Am relatively new in C, and I need to finish myself big C-project.. So I will define style. I am trying to figure out what is the best strategy to have a deal with headers and function prototypes. I had been looking info.. but everything seems blurry.

So I asks. What is better approach in your experience in large C-projects?

  1. Have one big header with function prototypes, and include there all prototype just when I add function + may be, separate header for structure declaration + some *.c files with structures implementation where similar function will be grouped.

  2. Have separate header(foo.h) file with prototypes and structures declarations for each *.c file (foo.c)

  3. To try to minimise prototypes usage by using one huge *.c file and constantly move relative to each other functions to avoid prototypes at all when it it possible?

  • 1
    In general, I vote for #2. Modularity makes your code easier to maintain, especially as the project grows. – Jason Barrett Oct 15 '14 at 14:35
up vote 6 down vote accepted

The second choice is the typical, and generally considered the best.

In theory breaking things up into modules makes compilation faster, since you don't need to re-build code that hasn't changed, you can just link against the existing object files.

In practice linking might not be the bottleneck, but it's nice conceptually to break code into modules based on what it does.
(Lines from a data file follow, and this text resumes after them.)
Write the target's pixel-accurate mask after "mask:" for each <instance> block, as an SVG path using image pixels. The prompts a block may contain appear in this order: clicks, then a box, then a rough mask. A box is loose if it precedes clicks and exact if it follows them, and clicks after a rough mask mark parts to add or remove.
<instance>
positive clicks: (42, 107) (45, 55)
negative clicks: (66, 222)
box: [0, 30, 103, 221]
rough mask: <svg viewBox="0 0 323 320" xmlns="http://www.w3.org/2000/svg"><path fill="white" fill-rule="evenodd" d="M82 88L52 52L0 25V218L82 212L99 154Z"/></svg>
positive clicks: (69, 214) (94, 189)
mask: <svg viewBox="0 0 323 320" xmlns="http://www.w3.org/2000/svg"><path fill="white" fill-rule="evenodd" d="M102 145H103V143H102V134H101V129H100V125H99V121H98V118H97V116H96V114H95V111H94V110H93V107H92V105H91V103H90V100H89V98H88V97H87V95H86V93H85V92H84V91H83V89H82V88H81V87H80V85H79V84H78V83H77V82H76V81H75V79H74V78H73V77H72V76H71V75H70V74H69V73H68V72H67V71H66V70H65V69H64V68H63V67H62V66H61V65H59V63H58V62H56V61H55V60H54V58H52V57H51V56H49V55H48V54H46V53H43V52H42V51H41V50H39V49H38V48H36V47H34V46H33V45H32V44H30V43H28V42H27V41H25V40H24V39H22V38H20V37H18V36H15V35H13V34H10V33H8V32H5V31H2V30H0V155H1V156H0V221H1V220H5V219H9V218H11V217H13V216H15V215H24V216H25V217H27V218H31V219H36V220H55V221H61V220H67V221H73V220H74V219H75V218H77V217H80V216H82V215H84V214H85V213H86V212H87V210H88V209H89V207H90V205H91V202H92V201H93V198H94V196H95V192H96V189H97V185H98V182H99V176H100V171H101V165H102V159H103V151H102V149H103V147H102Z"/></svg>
A big soup of everything in the kitchen isn't always tasty.

1st solution would work, but prevents modularity and code reusing in other projects.

The second is what I and probably many C programmers would recommend. It allows fast compilation of projects as only changed files have to be recompiled, and can offer optimal modularity.
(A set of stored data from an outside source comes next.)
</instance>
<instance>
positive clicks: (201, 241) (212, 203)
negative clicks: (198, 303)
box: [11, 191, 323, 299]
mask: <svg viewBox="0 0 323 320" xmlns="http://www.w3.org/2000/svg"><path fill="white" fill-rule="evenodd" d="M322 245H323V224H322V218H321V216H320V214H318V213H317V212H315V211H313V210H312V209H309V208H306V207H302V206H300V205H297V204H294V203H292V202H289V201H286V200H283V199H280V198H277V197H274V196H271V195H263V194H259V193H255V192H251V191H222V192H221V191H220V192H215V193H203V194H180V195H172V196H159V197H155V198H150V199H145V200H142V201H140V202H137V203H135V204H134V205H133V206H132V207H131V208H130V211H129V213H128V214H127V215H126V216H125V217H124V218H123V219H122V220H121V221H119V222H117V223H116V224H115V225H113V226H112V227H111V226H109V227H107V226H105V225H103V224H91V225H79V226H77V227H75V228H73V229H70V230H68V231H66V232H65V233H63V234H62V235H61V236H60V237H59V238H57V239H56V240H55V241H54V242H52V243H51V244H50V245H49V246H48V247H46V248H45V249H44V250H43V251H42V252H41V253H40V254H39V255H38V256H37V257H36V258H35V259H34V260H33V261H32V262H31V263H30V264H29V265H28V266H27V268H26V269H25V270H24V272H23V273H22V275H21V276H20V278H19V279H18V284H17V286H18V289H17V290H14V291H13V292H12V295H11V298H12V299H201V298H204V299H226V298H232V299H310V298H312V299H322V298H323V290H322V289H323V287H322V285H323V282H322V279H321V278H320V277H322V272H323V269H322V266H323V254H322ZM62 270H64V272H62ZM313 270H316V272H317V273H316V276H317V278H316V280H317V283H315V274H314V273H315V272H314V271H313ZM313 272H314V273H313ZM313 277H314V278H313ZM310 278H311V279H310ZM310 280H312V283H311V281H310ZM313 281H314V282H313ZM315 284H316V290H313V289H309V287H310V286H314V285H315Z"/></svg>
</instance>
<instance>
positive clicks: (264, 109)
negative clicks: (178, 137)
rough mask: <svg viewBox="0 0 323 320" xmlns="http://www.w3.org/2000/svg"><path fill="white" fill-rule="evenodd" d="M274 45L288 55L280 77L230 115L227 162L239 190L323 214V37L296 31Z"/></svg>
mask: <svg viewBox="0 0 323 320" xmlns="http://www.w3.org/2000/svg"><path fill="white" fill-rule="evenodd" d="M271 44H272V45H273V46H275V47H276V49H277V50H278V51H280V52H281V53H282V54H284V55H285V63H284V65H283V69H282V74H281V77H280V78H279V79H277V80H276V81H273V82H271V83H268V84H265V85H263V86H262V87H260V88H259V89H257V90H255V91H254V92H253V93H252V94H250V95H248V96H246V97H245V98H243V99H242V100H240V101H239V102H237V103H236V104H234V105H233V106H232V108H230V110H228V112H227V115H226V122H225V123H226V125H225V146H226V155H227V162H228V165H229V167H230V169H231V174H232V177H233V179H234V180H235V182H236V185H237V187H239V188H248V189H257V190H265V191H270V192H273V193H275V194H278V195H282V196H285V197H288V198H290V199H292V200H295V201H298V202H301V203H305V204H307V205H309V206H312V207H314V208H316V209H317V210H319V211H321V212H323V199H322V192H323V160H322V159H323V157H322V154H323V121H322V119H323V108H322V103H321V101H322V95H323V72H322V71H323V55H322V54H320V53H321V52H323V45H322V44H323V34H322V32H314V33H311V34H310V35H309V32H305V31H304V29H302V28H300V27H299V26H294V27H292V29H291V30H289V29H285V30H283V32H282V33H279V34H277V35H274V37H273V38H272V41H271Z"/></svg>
The third would be awful with a very big and unmaintainable file.

Choice two is the preferred method, and for good reasons:

1) Modularity - a smaller file containing functions to support a common purpose.
2) Maintainability - smaller files are easier for others to view, understand, and edit if necessary.
3) Code reuse - well written modules can be re-used in many projects

  eg, a logging.c and logging.h, can be easily dropped into any project  
  while everything.c and everthing.h would be useless in a new project

4) Efficiency of builds. - modules, if not changed do not need to be recompiled during a build.